A number of dynamic loop scheduling (DLS) techniques have been proposed between the late 1980s and early 2000s and efficiently used in scientific applications. HPC systems have significantly advanced in recent decades and are continuing to grow in terms of computing power and memory. State-of-the-art HPC systems have several million processing cores and approximately 1 Petabyte of system memory. However, achieving a balanced load execution of scientific applications on such systems is challenging due to systems heterogeneity, unpredictable performance variations, perturbations, and faults.
My Ph.D. aims to improve the performance of computationally-intensive scientific applications on HPC systems via robust load balancing under unpredictable application and system characteristics.
Given the significant advancement of HPC systems, the computing systems on which DLS techniques have initially been tested and validated are no longer available. Therefore, this work is concerned with the minimization of the sources of uncertainty in the implementation of DLS techniques to avoid unnecessary influences on the performance of scientific applications. It is essential to ensure that the DLS techniques employed in scientific applications today adhere to their original design goals and specifications and attain trust in the implementation of DLS techniques in today’s studies. To achieve this goal, verification of DLS techniques implementation via the reproduction of selected experiments  was performed via simulative and native experimentation.
Simulation alleviates a large number of exploratory native experiments required to optimize applications performance, which may not always be feasible or practical due to associated time and costs.
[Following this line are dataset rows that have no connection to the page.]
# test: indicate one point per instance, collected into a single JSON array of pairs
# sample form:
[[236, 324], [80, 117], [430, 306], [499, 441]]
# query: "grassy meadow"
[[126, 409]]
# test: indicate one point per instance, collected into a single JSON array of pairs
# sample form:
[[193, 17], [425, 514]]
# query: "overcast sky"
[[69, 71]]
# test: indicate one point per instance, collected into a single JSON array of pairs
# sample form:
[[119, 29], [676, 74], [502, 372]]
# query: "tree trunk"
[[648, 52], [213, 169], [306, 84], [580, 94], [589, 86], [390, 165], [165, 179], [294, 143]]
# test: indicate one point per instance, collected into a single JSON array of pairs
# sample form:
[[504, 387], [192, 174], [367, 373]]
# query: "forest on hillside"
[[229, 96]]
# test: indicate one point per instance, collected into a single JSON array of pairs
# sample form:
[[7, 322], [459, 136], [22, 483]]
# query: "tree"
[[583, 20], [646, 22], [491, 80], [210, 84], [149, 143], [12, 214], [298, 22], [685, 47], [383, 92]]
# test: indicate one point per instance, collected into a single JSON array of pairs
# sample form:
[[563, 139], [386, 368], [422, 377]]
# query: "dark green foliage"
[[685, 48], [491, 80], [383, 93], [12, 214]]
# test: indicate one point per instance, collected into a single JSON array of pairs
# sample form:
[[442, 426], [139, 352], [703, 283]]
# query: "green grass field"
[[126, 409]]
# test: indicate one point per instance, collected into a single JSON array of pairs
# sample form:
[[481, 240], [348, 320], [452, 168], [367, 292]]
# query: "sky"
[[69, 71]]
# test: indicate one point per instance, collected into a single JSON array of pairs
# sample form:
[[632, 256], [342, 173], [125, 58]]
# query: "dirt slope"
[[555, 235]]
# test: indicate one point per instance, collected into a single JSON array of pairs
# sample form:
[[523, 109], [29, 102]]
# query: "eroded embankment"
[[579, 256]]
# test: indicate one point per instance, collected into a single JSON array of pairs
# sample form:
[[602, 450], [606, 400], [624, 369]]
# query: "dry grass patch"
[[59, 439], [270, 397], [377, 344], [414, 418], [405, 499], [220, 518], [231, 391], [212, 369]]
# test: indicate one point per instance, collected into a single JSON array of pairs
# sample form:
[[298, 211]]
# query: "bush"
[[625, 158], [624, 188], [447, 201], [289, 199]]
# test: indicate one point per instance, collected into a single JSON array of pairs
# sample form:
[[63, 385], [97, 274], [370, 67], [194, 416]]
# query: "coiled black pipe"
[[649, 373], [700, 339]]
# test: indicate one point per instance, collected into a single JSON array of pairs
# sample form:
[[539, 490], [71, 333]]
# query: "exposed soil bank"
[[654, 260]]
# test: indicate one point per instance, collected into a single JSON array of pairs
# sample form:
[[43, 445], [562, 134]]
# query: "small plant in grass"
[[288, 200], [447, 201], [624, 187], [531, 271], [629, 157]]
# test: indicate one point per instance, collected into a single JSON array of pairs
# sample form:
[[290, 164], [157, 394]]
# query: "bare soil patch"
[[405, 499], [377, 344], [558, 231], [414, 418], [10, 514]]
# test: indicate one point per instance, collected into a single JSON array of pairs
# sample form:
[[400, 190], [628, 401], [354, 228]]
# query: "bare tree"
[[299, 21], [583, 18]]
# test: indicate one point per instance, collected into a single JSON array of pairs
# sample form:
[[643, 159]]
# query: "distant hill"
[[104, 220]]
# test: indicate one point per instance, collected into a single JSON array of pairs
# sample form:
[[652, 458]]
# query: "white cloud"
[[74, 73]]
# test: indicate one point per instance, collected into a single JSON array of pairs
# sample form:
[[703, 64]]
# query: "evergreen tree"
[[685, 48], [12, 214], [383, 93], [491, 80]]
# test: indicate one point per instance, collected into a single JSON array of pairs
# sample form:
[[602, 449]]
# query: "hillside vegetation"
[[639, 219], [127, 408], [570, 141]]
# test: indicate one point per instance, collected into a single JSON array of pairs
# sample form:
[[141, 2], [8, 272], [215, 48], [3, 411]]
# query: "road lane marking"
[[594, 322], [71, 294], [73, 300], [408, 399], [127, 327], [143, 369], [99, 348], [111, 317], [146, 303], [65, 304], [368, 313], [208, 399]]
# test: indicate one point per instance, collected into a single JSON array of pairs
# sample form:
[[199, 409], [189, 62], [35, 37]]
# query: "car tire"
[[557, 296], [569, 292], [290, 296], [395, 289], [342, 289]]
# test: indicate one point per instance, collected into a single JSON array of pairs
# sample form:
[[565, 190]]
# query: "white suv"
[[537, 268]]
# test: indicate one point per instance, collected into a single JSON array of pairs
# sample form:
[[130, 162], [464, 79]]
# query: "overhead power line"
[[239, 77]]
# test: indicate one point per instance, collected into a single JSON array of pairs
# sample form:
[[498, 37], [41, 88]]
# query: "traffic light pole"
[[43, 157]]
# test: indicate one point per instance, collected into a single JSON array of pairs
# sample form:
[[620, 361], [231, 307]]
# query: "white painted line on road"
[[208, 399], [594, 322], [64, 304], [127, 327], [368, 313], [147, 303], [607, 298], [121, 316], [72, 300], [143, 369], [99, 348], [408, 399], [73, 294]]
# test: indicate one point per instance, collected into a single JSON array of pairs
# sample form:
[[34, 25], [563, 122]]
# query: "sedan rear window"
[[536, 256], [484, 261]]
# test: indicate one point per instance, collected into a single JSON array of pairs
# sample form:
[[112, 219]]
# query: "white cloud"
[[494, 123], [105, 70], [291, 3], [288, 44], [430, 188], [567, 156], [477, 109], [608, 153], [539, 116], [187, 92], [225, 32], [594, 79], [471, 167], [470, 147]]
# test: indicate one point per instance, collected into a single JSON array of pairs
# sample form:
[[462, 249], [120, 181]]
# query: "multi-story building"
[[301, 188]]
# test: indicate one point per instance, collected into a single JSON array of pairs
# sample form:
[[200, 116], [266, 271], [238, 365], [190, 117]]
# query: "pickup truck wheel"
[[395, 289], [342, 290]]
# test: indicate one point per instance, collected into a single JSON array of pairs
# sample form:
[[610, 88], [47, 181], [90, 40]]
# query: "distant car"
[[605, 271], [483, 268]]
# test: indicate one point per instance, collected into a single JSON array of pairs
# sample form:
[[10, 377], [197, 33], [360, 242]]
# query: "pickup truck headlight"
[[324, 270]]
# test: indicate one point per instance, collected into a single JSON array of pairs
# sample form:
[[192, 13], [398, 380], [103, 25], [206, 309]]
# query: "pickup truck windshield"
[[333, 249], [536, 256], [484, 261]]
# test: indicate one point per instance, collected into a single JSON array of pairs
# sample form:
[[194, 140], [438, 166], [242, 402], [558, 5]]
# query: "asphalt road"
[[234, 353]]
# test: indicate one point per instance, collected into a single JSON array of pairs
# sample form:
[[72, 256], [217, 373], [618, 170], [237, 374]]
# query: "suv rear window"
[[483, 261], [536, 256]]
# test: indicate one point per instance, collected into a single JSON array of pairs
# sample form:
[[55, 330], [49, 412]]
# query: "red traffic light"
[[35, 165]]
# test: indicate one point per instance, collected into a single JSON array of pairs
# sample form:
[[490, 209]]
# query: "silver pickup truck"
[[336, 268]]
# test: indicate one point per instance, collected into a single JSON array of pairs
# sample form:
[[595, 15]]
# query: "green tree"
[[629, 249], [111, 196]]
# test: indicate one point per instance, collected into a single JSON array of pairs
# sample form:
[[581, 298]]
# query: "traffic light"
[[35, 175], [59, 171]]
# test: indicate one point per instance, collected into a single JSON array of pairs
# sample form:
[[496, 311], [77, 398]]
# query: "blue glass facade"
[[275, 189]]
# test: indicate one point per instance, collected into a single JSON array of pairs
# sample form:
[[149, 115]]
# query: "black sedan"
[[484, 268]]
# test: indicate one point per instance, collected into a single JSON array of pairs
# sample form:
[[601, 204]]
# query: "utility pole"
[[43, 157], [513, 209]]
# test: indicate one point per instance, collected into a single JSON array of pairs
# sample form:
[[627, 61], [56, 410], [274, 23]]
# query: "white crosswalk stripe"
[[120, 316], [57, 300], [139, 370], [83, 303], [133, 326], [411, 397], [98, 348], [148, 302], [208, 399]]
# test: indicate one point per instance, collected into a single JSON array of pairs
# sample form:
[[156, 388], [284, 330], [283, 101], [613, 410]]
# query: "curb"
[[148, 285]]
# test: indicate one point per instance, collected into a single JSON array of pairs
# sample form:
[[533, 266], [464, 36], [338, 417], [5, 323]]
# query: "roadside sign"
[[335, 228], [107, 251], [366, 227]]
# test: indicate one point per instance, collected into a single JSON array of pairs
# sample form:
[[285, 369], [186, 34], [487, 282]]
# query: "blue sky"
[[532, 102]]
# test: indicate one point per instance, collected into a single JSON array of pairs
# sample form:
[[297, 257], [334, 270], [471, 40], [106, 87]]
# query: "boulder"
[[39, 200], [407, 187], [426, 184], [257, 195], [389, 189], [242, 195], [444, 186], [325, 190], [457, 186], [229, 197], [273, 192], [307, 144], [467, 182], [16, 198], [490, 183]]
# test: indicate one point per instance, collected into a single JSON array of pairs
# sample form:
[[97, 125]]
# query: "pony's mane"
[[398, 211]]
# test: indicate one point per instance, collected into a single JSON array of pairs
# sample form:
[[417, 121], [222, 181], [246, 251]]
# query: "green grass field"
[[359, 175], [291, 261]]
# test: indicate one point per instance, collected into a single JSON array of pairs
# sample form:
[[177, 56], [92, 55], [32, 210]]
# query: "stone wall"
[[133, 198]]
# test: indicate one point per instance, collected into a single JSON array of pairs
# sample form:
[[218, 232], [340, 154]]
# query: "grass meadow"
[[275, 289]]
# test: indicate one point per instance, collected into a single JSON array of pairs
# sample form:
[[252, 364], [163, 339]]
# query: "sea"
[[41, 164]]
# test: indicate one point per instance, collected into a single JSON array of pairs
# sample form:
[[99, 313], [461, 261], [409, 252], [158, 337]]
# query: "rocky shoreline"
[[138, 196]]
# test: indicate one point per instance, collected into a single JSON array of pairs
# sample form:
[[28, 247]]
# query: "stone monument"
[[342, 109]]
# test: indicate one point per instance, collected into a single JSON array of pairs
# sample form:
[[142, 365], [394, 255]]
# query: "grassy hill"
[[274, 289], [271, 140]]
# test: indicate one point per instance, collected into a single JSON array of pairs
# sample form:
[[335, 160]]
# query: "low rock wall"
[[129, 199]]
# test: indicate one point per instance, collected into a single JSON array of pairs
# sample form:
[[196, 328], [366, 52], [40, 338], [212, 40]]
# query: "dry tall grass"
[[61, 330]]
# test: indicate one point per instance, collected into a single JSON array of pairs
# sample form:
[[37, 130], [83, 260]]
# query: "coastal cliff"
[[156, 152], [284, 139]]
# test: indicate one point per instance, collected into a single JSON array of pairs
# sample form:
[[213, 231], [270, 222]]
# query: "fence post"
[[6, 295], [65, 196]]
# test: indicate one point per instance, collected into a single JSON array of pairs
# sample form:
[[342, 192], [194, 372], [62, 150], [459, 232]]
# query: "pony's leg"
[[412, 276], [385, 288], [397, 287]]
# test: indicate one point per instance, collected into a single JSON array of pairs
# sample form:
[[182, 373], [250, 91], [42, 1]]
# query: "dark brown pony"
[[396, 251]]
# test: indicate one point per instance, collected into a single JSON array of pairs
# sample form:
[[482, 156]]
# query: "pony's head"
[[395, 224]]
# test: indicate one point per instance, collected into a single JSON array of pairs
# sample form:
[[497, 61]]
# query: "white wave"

Bridging the native and simulative executions of parallel applications are needed for attaining trustworthiness in simulation results. To this end, a methodology for bridging the native and simulative executions of parallel applications on HPC systems is devised in this work. The experiments presented in this poster confirm that the simulation reproduces the performance achieved on the past computing platform and accurately predicts the performance achieved on the present computing platform. The performance reproduction and prediction confirm that the present implementation of the DLS techniques considered both, in simulation and natively, adheres to their original description.
Using the above simulation methodology, trusted simulation of application performance was leveraged to achieve a balanced execution under perturbations via simulated assisted scheduling (SimAS). SimAS is a new control-theoretic inspired approach that predicts and selects DLS techniques that improve the performance under certain execution scenarios. The performance results confirm that the SimAS-based DLS selection delivered improved application performance in most experiments.
 S. Flynn Hummel, E. Schonberg, and L. E. Flynn, “Factoring: A method for scheduling parallel loops,” Communications of the ACM, vol. 35, no. 8, pp. 90–101, 1992.